Landesarbeitsgericht Rheinland-Pfalz

Urteil vom - Az: 5 Sa 218/13

Gehalt eines Betriebsratsmitglieds - Betriebsübliche Einkommensentwicklung

(1.) Das Arbeitsentgelt von Mitgliedern des Betriebsrates darf einschließlich eines Zeitraumes von einem Jahr nach Beendigung der Amtszeit nicht geringer bemessen werden, als das Arbeitsentgelt vergleichbarer Arbeitnehmer mit betriebsüblicher beruflicher Erfahrung (§37 Abs.4 BetrVG).
Vergleichbar sind Arbeitnehmer des Betriebes, die im Zeitpunkt der Übernahme des Amtes, bei Ersatzmitgliedern im Zeitpunkt des Nachrückens, eine im Wesentlichen gleich qualifizierte Tätigkeit wie das Betriebsratsmitglied ausgeübt haben und auch hinsichtlich Persönlichkeit, Qualifikation und Leistung vergleichbar sind.
Betriebsüblich ist die Entwicklung, die bei objektiv vergleichbarer Tätigkeit Arbeitnehmer mit vergleichbarer fachlicher und persönlicher Qualifikation bei Berücksichtigung der normalen betrieblichen und personellen Entwicklung in beruflicher Hinsicht genommen haben.
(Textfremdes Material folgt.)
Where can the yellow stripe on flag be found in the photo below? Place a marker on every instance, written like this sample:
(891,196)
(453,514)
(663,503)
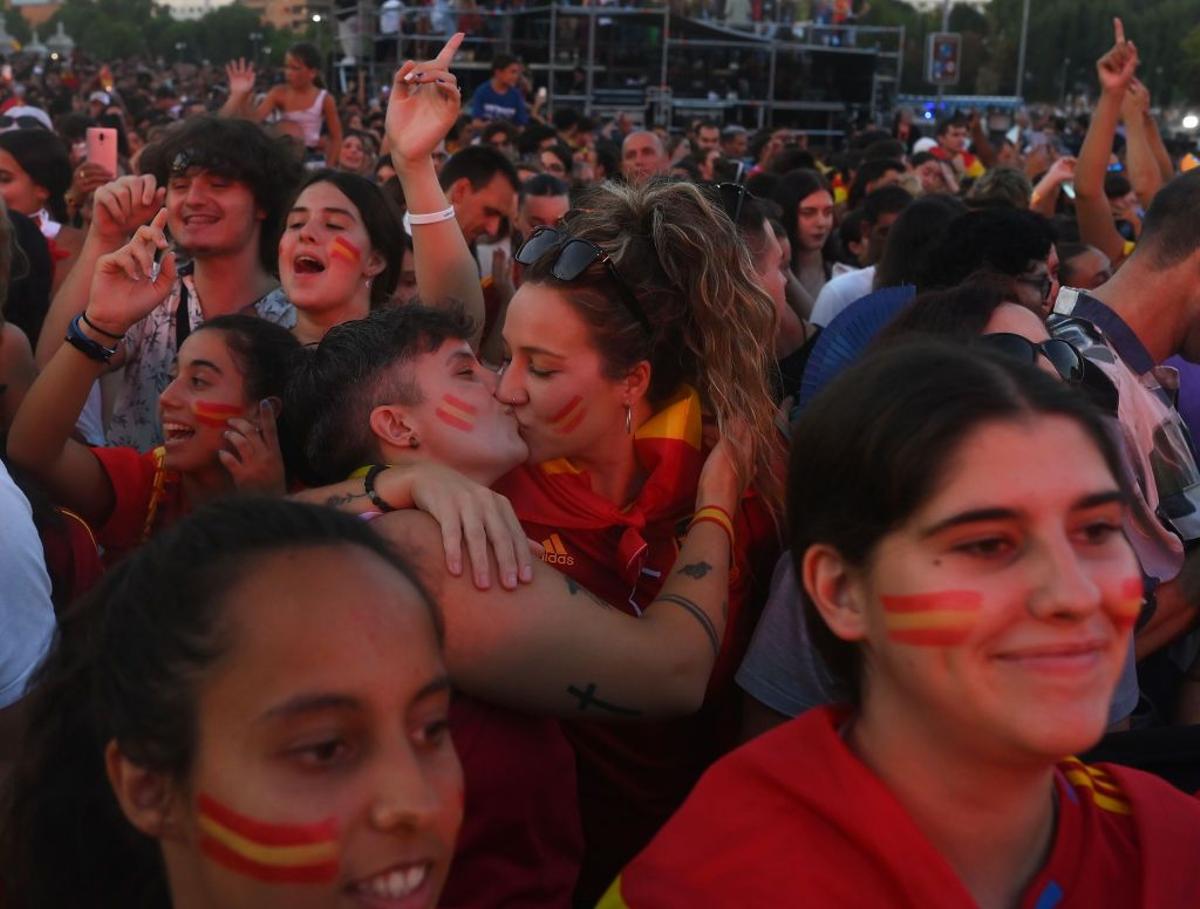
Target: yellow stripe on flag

Die Betriebsüblichkeit in diesem Sinne entsteht auf Grund eines gleichförmigen Verhaltens des Arbeitgebers und einer von ihm aufgestellten Regel.
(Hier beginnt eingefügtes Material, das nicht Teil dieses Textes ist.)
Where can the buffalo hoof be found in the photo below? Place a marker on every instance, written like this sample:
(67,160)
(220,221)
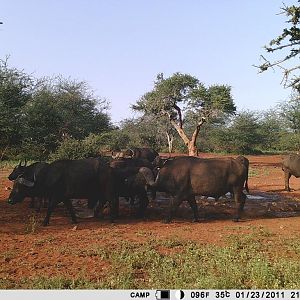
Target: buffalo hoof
(45,223)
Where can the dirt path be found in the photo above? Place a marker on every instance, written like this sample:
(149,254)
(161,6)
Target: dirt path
(28,249)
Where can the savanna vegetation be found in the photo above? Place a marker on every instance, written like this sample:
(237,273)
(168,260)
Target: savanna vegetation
(48,118)
(59,117)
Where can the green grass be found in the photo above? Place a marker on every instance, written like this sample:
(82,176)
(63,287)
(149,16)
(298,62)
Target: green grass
(245,262)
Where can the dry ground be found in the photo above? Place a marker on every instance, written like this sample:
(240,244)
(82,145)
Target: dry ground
(28,250)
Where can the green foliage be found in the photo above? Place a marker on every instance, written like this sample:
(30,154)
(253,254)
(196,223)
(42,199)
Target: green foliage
(286,44)
(37,115)
(71,148)
(290,111)
(245,262)
(15,92)
(182,95)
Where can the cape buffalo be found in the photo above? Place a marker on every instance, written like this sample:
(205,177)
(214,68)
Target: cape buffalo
(290,166)
(63,180)
(31,172)
(144,153)
(130,183)
(186,177)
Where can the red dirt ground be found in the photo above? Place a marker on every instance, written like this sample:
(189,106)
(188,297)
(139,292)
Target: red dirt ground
(27,249)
(2.) Sind vergleichbare Arbeitnehmer seit Amtsantritt nicht höhergruppiert worden, so folgt daraus, dass es keine Regelmäßigkeiten im Betrieb gibt, wonach Mitarbeiter nach einem gewissen Zeitraum höhergruppiert und in höhere Entgeltgruppen oder sogar außertariflich vergütet werden. In diesem Fall kann ein Betriebsratsmitglied keine außertarifliche Vergütung verlangen.

Tenor

Die Berufung des Klägers gegen das Urteil des Arbeitsgerichts Kaiserlautern - Auswärtige Kammern Pirmasens - vom 21.03.2013, Az.: 5 Ca 726/12, wird kostenpflichtig zurückgewiesen.

Die Revision wird nicht zugelassen.

Tatbestand

Die Parteien des vorliegenden Rechtsstreits streiten darüber, ob der Kläger von der Beklagten die Zahlung einer außertariflichen Vergütung rückwirkend ab dem 01.11.2010 verlangen kann.
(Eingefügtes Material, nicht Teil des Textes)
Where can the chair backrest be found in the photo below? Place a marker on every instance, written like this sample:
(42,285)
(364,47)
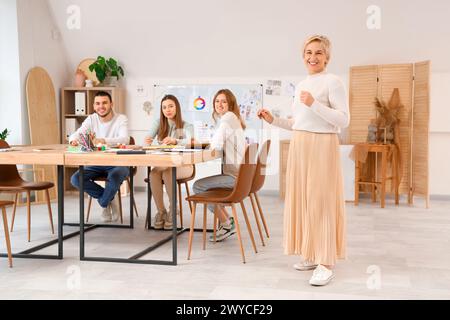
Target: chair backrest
(245,177)
(132,143)
(8,172)
(261,164)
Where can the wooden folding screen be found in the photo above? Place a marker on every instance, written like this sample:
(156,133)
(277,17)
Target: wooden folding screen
(370,82)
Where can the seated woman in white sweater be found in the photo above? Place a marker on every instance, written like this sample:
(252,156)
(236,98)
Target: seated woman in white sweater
(230,139)
(169,129)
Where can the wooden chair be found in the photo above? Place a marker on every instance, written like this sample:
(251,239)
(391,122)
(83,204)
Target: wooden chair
(258,183)
(180,205)
(3,204)
(132,142)
(12,182)
(227,197)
Der 1962 geborene Kläger hat bei der Rechtsvorgängerin der Beklagten seit dem 01.08.1993 eine Ausbildung als Industriekaufmann absolviert und wurde seitdem zunächst bei der Rechtsvorgängerin, später bei der Beklagten beschäftigt. Seit dem Jahr 2003 arbeitete er in der Vertriebsabteilung im Innendienst. Seit 1998 ist er Betriebsratsmitglied. Seit 1991 ist er in die Gehaltsgruppe E 10 K des Bundesentgelttarifvertrages für die Chemische Industrie eingruppiert und wird ent-sprechend vergütet.

Der Kläger hat erstmals im November 2010 eine Änderung seiner Eingruppierung geltend gemacht und diese angemahnt. Mit Schreiben vom 17.01.2011 hat die Rechtsvorgängerin der Beklagten daraufhin geantwortet, dass sie davon ausgehe, dass die aktuelle Eingruppierung angemessen sei.

Der derzeitige Leiter des Vertriebsinnendienstes (Herr Z) hat zusammen mit dem Kläger die Lehre absolviert. Er ist in die Entgeltgruppe 12 eingruppiert. 1998 waren weiterhin im Vertriebsinnendienst beschäftigt Frau Y, Frau X, Herr W, Herr V, Frau U und Frau T. Herr V wurde nach 1998 höhergruppiert (von der Gehaltsgruppe E 9 in die Gehaltsgruppe E 11). Der Vertriebsleiter der Abteilung Industrieklebstoffe war seit 2001 Herr S, der außertariflich vergütet wurde. Die Position des Vertriebsleiters wurde 2004 von Herrn R übernommen, der gleichfalls von einem anderen Unternehmen zu der Beklagten wechselte. Auch er wurde außertariflich vergütet. Herr R schied 2007 aus dem Unternehmen aus. Seit dem Jahr 2007 war Vertriebsleiter Herr Q, der sich ebenfalls extern beworben hatte. Auch er, der 2012 ausgeschieden ist, wurde außertariflich vergütet.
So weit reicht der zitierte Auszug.